Implementation:Iterative Dvc SingleStageFile Dump
| Knowledge Sources | |
|---|---|
| Domains | Data_Versioning, Configuration_Management |
| Last Updated | 2026-02-10 00:00 GMT |
Overview
Concrete tool for serializing DVC stage metadata to .dvc YAML metafiles on disk, provided by the DVC library.
Description
The SingleStageFile.dump method in DVC's dvc/dvcfile.py module writes a stage's tracking metadata to a .dvc file. This is the final step in the dvc add workflow, where the computed content hash and output metadata are persisted as a lightweight YAML pointer file that can be committed to Git.
The method first verifies that the target path is a valid DVC filename (ending in .dvc and not git-ignored). It then delegates serialization to serialize.to_single_stage_file, which calls stage.dumpd() to produce a dictionary representation of the stage's state -- including output paths, MD5 hashes, file sizes, and dependency information. This dictionary is passed through a round-trip preservation mechanism: if the .dvc file already exists and has user comments or custom formatting, the existing YAML text is re-parsed with a format-preserving parser (ruamel.yaml), the new values are merged into the preserved structure via apply_diff, and the result is written back. For new files, the dictionary is written directly using dump_yaml.
After writing the file, dump registers the .dvc file path with the SCM context by calling self.repo.scm_context.track_file(self.relpath), ensuring that the metafile will be staged for the next Git commit (either automatically or via user guidance).

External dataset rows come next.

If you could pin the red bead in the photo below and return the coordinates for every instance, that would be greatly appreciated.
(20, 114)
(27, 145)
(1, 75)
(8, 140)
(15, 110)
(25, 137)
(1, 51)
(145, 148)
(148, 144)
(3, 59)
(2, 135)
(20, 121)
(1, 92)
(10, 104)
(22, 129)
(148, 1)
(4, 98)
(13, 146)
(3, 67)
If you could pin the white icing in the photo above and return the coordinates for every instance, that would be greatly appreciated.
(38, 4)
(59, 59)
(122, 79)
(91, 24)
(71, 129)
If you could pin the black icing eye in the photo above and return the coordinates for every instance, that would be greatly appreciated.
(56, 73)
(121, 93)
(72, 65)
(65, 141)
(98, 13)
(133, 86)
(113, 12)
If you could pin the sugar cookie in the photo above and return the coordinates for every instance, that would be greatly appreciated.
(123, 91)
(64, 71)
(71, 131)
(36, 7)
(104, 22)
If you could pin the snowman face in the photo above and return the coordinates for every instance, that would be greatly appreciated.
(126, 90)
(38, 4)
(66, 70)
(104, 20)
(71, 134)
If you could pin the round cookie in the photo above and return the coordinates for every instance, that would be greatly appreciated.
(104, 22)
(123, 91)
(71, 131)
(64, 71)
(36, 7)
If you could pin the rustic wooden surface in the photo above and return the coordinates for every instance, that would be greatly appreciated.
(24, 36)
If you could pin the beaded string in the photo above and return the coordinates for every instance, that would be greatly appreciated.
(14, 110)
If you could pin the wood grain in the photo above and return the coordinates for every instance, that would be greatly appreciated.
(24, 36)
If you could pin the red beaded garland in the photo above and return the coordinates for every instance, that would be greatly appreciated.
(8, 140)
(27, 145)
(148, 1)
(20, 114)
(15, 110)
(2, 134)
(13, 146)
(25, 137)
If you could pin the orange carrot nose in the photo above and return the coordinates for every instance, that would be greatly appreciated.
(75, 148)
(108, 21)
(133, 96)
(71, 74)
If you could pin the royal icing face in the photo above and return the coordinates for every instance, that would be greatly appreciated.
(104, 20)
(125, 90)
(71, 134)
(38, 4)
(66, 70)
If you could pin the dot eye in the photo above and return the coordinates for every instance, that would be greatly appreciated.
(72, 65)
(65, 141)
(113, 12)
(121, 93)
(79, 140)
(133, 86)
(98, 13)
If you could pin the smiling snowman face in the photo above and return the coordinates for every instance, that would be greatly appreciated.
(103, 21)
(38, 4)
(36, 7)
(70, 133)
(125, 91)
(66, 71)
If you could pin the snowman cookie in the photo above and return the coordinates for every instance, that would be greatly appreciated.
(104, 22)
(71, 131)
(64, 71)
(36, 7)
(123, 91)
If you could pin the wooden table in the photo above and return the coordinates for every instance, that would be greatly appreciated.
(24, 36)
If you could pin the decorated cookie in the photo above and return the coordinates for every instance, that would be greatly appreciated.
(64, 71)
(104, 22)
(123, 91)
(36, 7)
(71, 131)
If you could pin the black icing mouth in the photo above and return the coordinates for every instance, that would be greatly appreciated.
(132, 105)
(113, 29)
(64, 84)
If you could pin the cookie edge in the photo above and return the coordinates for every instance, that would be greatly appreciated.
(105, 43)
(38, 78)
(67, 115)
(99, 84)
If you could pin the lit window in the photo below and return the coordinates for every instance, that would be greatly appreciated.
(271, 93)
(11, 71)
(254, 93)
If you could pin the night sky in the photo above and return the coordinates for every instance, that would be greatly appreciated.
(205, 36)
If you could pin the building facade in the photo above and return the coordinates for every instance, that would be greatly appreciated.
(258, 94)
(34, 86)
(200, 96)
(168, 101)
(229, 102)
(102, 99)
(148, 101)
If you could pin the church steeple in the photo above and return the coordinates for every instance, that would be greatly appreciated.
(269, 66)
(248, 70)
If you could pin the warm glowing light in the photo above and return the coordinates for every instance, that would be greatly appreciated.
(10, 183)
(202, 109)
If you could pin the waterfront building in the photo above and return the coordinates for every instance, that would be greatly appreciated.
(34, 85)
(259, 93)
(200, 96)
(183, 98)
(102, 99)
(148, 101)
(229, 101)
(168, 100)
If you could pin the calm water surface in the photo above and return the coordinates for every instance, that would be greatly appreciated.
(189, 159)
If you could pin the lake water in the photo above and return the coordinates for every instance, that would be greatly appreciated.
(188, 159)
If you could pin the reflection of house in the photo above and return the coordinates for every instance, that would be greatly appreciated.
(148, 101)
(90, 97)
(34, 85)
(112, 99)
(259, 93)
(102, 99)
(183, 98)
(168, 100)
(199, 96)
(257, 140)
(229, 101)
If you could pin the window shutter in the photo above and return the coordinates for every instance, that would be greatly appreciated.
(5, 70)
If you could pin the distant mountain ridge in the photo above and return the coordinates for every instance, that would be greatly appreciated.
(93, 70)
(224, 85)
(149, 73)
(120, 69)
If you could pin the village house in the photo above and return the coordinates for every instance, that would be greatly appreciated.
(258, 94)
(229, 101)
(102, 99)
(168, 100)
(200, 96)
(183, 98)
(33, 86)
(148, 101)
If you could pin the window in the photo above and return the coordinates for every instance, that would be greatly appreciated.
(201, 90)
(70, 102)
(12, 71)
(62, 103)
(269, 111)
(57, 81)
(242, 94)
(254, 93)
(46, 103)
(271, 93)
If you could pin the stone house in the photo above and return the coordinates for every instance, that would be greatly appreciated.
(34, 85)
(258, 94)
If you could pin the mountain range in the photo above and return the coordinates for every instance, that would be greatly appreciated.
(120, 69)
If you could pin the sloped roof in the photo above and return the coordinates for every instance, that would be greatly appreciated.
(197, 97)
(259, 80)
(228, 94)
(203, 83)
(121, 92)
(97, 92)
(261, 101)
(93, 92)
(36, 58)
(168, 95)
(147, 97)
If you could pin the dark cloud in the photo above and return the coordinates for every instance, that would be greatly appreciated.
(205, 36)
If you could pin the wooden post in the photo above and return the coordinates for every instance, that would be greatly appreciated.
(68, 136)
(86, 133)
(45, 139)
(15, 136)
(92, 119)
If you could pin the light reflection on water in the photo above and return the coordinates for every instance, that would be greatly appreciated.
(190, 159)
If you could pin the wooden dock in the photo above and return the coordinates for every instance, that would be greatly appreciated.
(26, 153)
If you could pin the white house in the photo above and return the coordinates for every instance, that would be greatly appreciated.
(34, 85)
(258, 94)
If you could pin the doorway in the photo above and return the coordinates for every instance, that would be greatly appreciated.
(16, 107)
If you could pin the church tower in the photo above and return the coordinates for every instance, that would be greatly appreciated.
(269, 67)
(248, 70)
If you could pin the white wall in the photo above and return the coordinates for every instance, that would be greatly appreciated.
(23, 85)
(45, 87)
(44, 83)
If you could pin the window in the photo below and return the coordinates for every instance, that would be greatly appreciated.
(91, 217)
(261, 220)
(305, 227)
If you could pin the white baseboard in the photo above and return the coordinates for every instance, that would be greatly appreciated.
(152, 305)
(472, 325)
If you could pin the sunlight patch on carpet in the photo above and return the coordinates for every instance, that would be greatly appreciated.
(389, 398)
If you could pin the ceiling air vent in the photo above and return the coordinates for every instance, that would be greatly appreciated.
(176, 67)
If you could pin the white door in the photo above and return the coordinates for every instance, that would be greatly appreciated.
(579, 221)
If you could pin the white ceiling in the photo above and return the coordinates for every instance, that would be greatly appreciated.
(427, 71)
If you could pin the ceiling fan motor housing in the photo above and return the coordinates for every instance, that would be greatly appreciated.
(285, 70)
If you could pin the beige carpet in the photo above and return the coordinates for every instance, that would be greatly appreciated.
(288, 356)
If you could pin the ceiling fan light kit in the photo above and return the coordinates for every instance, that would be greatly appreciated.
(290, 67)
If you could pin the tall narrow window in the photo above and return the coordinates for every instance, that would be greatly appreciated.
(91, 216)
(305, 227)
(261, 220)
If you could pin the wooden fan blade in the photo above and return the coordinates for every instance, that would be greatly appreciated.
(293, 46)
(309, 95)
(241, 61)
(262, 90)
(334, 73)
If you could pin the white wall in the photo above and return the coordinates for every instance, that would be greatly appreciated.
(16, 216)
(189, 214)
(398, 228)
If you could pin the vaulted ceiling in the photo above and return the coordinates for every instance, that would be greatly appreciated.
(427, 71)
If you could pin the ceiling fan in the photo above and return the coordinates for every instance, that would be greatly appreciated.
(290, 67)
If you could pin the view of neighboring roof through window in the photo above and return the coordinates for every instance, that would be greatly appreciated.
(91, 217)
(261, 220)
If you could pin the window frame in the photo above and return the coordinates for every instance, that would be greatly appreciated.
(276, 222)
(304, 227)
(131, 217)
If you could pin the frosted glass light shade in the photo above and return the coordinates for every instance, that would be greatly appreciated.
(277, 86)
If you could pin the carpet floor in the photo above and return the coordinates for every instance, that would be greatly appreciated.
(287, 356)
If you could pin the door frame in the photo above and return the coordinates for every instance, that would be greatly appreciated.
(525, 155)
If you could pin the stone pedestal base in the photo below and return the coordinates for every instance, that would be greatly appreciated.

The to_single_stage_file function in dvc/stage/serialize.py handles the actual state-to-dictionary conversion. It calls stage.dumpd() to obtain the raw state, then optionally applies the round-trip preservation logic when existing YAML text is available (stored in stage._stage_text).
Usage
Use SingleStageFile.dump when you need to persist a stage's metadata to a .dvc file. This is called internally at the end of dvc add (in the _add helper, via stage.dump()) and during dvc commit operations. It can also be used programmatically when building tools that modify DVC tracking metadata.
Code Reference
Source Location
- Repository: DVC
- File:
dvc/dvcfile.py(dump),dvc/stage/serialize.py(to_single_stage_file) - Lines: L193-202 (dump), L200-215 (to_single_stage_file)
Signature
class SingleStageFile(FileMixin):
def dump(self, stage: "Stage", **kwargs) -> None:
"""Dumps given stage appropriately in the dvcfile.
Validates the file path, serializes stage metadata to a dict,
writes the YAML to disk, and registers the file for SCM tracking.
"""
...
def to_single_stage_file(stage: "Stage", **kwargs) -> dict:
"""Serialize a Stage to a dictionary suitable for writing to a .dvc file.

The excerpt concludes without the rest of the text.